To the graduating class

What defines success? A better question, in my opinion, is “who” defines success? For most of us, the simple answer is “someone else,” someone else defines our goals and ambitions. Call it peer pressure or societal expectations or a parent or role model saying “Go to college, get a job, join the military,” we all get steered in life’s journey to some degree.

Many people, maybe most people, never take control of their own lives. Instead, they allow outside influences to control them. Sometimes we need steering, and life immediately after high school is probably one of those times. But please know that as you build life experience, the power to control your life is in your hands. This is a scary concept because suddenly there is no one else to blame for our perceived failures. But truth is power, so relish your failures, dust yourself off, get up, and try again.

Define your success carefully, because the basis for that definition will largely determine the course of your entire life. Question your definition of success thoroughly and often, because it will probably change to some degree over time.

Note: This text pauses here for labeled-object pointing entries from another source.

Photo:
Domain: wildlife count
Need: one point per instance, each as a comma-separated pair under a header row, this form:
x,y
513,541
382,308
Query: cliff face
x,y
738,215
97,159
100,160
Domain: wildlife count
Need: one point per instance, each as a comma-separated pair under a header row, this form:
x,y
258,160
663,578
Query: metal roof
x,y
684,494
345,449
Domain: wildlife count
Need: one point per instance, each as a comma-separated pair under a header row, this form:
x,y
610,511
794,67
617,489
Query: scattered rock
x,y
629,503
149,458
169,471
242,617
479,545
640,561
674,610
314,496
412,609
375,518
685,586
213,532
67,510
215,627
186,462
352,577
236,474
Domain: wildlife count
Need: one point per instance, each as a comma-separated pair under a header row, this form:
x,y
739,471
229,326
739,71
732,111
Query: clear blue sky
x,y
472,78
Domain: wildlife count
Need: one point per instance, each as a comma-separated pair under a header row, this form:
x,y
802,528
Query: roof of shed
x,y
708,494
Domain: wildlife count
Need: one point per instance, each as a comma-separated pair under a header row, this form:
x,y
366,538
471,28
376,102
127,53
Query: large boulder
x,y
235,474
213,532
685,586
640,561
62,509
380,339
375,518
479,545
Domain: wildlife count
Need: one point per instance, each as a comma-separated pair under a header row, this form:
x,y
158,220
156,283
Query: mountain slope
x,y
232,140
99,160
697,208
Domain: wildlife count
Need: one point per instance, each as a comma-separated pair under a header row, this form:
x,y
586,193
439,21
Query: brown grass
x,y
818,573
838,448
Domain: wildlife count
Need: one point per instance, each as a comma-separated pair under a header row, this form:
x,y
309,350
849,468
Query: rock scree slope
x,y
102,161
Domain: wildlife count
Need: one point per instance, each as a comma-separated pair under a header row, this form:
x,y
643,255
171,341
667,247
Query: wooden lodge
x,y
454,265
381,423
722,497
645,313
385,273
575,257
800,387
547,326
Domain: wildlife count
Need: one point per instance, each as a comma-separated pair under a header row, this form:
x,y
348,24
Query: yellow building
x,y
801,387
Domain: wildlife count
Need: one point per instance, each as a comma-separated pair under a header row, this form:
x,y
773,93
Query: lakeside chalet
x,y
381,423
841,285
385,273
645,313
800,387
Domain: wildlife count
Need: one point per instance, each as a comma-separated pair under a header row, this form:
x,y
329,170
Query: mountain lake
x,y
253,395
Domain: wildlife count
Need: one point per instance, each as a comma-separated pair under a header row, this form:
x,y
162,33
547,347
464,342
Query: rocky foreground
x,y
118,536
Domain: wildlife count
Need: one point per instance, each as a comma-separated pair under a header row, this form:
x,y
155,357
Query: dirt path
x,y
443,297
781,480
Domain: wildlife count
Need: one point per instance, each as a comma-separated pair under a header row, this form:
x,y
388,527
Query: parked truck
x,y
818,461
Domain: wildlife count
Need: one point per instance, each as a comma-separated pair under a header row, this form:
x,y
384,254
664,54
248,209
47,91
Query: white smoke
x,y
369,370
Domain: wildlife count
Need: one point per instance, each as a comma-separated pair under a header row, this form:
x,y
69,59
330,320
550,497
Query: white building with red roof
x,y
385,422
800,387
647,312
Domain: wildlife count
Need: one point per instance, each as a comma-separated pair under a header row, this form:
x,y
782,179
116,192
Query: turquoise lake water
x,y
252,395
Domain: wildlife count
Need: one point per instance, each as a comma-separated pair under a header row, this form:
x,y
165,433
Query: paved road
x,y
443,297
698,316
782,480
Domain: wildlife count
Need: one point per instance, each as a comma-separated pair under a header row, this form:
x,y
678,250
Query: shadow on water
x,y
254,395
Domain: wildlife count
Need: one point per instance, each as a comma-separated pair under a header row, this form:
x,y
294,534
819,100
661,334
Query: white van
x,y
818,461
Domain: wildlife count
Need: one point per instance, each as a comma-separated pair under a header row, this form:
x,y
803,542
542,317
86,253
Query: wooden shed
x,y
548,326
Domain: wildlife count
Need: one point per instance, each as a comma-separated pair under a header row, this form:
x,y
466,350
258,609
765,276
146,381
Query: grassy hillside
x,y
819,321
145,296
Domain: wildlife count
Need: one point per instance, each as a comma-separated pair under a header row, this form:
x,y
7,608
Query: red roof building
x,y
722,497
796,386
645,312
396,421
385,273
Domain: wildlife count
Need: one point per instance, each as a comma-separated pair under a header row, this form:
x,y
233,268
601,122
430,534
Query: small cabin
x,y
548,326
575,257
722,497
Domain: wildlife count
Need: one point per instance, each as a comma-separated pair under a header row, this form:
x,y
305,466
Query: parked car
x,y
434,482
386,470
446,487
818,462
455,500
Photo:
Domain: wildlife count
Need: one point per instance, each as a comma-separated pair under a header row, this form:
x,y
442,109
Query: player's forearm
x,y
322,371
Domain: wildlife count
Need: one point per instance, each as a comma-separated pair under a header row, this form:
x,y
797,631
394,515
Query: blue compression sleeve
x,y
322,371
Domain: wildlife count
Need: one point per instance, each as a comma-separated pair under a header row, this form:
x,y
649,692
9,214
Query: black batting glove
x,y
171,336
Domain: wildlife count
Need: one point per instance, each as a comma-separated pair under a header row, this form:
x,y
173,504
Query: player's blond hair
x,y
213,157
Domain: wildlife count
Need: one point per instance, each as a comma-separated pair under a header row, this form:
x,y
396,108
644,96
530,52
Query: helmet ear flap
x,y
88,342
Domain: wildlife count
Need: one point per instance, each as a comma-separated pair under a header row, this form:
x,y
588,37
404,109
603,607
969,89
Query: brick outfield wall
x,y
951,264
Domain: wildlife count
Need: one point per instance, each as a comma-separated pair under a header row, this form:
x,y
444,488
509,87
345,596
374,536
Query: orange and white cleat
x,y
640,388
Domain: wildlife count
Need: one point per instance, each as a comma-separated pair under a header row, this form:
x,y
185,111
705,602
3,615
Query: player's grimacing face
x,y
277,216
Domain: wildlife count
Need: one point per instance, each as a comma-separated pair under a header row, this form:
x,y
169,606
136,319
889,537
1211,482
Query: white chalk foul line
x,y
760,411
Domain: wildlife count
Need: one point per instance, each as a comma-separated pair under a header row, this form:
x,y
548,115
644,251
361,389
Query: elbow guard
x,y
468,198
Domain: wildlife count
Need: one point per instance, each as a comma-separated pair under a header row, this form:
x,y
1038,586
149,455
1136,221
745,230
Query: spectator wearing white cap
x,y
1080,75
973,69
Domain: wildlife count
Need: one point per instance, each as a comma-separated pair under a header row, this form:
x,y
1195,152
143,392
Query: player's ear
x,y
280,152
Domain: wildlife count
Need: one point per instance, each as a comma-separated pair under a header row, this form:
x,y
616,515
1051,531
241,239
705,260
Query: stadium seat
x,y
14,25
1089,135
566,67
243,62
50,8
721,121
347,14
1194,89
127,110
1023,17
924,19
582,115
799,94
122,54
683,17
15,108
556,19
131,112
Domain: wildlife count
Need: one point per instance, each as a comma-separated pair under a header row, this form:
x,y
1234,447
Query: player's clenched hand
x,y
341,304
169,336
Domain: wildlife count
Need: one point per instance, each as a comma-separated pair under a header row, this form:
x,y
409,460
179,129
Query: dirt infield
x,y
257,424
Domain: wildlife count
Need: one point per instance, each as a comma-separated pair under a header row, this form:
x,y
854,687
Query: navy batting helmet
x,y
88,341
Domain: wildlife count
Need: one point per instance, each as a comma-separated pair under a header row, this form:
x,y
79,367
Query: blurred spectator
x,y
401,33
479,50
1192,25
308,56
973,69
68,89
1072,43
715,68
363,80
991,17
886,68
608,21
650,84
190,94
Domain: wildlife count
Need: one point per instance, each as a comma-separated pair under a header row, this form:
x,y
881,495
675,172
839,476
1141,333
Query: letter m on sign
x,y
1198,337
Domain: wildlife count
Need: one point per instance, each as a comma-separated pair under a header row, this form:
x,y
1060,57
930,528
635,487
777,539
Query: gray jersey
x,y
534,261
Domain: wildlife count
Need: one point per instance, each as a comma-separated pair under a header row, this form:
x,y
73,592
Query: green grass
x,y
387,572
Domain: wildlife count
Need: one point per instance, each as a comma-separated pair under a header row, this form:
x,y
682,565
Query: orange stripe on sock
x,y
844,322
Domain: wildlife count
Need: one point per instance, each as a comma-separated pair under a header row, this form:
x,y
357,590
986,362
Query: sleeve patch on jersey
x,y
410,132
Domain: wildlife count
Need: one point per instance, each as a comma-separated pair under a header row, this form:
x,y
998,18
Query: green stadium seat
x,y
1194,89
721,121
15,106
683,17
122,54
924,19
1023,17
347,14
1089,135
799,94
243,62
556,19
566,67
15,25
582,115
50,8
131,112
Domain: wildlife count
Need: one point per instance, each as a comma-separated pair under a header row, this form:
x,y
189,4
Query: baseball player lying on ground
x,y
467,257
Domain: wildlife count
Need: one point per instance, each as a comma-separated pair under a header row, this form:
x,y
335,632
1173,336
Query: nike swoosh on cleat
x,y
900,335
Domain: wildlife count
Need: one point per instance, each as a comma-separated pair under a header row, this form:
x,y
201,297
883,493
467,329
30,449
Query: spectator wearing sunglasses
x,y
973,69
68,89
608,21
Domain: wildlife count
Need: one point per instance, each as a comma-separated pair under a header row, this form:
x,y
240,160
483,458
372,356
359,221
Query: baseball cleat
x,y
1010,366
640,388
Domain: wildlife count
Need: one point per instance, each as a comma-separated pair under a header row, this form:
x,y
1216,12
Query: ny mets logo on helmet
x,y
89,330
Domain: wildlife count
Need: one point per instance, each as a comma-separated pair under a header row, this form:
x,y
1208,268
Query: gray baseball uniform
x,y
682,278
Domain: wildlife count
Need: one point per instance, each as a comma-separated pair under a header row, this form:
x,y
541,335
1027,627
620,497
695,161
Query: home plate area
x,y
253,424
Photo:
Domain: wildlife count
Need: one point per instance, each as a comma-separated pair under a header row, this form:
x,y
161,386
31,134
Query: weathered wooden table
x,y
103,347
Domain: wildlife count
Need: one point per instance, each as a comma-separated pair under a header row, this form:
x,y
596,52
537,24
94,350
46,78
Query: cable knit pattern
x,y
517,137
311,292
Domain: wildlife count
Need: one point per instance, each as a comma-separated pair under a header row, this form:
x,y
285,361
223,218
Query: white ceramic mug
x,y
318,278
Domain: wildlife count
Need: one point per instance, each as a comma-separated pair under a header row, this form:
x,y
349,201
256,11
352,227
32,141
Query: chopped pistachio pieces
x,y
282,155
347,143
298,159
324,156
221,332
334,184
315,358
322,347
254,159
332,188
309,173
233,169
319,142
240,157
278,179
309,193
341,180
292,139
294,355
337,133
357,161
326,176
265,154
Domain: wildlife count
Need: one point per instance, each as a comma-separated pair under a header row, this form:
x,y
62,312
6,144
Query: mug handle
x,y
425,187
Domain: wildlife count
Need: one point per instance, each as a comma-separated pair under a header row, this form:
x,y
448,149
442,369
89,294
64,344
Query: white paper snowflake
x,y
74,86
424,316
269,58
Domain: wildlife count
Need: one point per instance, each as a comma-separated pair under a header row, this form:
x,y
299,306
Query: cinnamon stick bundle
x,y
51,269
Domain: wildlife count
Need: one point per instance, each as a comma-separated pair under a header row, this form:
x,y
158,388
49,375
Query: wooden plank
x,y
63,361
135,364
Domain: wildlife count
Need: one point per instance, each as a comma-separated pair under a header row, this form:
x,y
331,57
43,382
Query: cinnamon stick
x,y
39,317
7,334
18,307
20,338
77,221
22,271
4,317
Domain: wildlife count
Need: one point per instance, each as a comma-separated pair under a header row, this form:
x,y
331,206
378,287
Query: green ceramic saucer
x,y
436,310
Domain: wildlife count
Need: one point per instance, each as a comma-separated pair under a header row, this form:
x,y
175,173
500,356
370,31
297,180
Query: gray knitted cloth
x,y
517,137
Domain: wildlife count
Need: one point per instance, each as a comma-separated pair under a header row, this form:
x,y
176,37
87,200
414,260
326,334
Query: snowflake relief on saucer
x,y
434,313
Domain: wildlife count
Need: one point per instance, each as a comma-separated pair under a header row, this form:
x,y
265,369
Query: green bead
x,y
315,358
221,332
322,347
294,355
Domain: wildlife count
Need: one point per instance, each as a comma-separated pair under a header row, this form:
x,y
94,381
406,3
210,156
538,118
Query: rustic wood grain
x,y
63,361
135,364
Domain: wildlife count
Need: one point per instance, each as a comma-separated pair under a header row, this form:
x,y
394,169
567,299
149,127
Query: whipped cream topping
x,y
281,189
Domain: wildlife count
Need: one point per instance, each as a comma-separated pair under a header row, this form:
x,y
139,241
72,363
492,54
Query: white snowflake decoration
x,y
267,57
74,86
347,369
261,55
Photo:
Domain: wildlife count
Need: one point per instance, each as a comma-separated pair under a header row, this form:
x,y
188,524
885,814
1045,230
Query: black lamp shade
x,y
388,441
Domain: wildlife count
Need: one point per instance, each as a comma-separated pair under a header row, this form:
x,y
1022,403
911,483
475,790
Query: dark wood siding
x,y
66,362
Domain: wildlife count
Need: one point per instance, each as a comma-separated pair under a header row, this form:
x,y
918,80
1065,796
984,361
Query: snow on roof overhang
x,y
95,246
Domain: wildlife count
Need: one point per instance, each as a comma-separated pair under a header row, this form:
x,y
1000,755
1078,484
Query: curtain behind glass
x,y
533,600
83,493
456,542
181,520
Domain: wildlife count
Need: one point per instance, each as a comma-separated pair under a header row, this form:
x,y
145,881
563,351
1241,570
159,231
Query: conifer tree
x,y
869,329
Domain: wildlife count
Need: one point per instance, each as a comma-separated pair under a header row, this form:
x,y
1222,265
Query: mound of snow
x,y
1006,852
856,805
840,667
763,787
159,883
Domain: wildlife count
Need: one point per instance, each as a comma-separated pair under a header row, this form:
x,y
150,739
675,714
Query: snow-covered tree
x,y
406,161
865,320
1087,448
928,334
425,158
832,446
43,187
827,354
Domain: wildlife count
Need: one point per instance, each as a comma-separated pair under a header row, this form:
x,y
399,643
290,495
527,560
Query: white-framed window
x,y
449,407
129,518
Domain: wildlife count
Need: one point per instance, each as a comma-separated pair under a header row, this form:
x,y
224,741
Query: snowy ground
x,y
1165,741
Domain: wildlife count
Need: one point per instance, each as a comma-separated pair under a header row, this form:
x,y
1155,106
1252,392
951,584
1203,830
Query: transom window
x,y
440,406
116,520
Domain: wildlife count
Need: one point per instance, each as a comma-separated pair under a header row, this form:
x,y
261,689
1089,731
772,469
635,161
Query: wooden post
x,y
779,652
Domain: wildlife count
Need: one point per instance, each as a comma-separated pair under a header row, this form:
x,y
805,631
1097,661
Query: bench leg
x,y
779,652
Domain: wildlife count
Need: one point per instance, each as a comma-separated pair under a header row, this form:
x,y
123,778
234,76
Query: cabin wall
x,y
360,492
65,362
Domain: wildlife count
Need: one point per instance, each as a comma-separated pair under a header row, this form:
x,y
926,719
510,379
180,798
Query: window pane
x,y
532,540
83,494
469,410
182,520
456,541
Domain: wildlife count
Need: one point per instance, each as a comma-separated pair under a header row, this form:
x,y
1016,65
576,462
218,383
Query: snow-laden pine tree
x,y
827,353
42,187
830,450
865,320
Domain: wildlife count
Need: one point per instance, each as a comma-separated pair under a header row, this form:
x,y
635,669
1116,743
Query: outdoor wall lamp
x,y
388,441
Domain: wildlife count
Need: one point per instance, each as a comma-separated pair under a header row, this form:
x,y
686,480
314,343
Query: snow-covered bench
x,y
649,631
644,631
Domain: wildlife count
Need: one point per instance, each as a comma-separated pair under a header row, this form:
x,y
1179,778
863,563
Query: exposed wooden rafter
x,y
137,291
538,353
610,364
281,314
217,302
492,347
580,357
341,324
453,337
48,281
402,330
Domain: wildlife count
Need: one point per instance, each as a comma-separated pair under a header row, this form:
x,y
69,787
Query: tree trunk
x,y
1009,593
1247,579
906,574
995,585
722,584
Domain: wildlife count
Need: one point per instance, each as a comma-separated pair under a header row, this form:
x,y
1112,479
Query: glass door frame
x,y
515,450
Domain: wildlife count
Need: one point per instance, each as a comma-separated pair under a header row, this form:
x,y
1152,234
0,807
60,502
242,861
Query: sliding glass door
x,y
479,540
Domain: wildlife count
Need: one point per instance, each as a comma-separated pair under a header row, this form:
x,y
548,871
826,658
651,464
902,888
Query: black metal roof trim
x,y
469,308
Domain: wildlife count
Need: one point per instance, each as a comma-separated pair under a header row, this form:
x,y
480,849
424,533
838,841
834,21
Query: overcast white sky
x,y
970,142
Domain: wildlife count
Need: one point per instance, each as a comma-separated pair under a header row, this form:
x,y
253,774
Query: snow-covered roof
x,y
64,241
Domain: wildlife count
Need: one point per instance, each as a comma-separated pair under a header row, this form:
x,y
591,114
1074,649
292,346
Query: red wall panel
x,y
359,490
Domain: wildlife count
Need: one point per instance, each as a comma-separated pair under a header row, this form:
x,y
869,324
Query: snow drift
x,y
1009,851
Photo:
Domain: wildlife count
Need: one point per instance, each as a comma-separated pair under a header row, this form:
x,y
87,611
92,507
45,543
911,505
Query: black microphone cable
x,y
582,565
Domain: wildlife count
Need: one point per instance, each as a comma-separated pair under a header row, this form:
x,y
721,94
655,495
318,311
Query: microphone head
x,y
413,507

My definition of success changed dramatically when we had children, and it continues to change with life circumstance.

Here are four short pieces of advice to help determine and shape your individual definition of success.

First: Embrace challenge. Some challenges will be chosen, but many will not. Accept that life is not fair, look challenge squarely in the eye, and live with enthusiasm.

Second: Express yourself. Whether if it’s by singing a song, painting a picture, writing a story, or speaking about meaningful things with friends and family, listening to yourself communicate is a wonderful way of determining what rings true and what does not.

Third: Don’t quit. This does not mean never alter course or change strategies. Effort is measured in inches and feet and miles, but success is measured by the will to keep trying.

And finally: Laugh often and loudly. Be true to yourself and be courageous in showing the world who you really are. Thank you.

June 8, 2015, Oak Harbor, Washington.